My message is one I so desperately needed many years ago. If I would have had a safe space, an alternative resource to sort out my thoughts, ideas, and beliefs to understand how my choices were leading my behavior, perhaps life would have been different. We will never know for sure.
Simply because you struggle with alcohol, does not make you an alcoholic.
I subscribe that our beliefs lead our lives and manifest our truths. Whether they are founded on evidence or hearsay when we look at them as unshakeable facts and not willing to be open to what else, we put ourselves at a high risk of ignorance and entrapment.
I have come to junctures in my life where I had to choose between what I believed and what I didn’t know. If I would have continued to live with my belief that I had a monster growing inside me, lifting weights and getting stronger, waiting for my moment of weakness to take me down, I was simply going to dive nose first into a bottle of booze.

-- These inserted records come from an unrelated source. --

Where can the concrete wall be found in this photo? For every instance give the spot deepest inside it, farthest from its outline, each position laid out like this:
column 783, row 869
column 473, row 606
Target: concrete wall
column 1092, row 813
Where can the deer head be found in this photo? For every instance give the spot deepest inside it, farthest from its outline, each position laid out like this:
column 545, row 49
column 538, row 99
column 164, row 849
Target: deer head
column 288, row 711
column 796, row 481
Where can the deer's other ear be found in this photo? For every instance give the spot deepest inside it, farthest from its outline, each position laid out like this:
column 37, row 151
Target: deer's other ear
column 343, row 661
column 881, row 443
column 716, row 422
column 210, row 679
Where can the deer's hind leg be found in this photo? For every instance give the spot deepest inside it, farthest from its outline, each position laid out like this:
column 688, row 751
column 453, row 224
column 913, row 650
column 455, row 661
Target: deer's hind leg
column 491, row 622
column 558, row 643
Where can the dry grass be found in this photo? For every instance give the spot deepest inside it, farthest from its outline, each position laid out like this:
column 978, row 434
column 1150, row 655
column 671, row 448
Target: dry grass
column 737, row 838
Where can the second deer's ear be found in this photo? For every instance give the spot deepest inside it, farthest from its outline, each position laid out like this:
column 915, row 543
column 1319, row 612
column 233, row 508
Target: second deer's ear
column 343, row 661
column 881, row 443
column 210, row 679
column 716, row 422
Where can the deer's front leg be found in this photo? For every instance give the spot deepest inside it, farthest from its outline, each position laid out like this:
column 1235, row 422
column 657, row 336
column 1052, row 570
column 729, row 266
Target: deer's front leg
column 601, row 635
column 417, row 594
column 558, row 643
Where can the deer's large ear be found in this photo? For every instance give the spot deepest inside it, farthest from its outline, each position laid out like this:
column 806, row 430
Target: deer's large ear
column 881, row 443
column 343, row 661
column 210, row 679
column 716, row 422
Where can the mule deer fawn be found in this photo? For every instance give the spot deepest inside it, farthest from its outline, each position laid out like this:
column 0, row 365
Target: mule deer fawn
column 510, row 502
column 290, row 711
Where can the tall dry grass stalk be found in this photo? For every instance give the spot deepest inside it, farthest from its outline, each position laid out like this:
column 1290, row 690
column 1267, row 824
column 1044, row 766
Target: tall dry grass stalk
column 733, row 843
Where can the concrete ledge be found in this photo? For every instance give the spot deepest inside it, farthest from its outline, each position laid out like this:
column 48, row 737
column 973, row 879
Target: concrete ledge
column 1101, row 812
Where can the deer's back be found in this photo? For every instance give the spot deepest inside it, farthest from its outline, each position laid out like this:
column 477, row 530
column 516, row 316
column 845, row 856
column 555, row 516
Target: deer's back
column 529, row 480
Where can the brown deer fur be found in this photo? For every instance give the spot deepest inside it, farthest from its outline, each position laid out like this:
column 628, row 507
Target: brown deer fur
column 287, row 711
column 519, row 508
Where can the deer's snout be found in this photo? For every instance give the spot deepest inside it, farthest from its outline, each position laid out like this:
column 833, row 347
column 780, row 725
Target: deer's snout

I couldn’t LIVE life in constant fear. Maybe I’m not alcoholic. Maybe I’m just a girl who mismanaged her world and used alcohol to blur the lines. Perhaps, I am an alcoholic that learned a different way of living. What if it doesn’t matter what I identify as and just didn’t drink? What if alcohol was no longer the focus of my life? That’s where I started many years ago.
Fear can be a great motivator for some. It can be a significant deterrent to others, keeping them from even exploring the possibility of living sober.
There are many who with awareness of just how powerful they are in creating a heart-centered life, rise above the need to numb out. It’s from this place of fulfillment they are able to let go of the struggle.
I mean no disrespect. Alcohol abuse can be a matter of life or death. I know what it’s like to drink yourself into a corner and not know how to get out. I know what it feels like to not want to do life anymore.
There is a broad continuum of alcohol use that spans between normal and alcoholic. The struggle doesn’t begin at the end of the continuum. It develops along the way.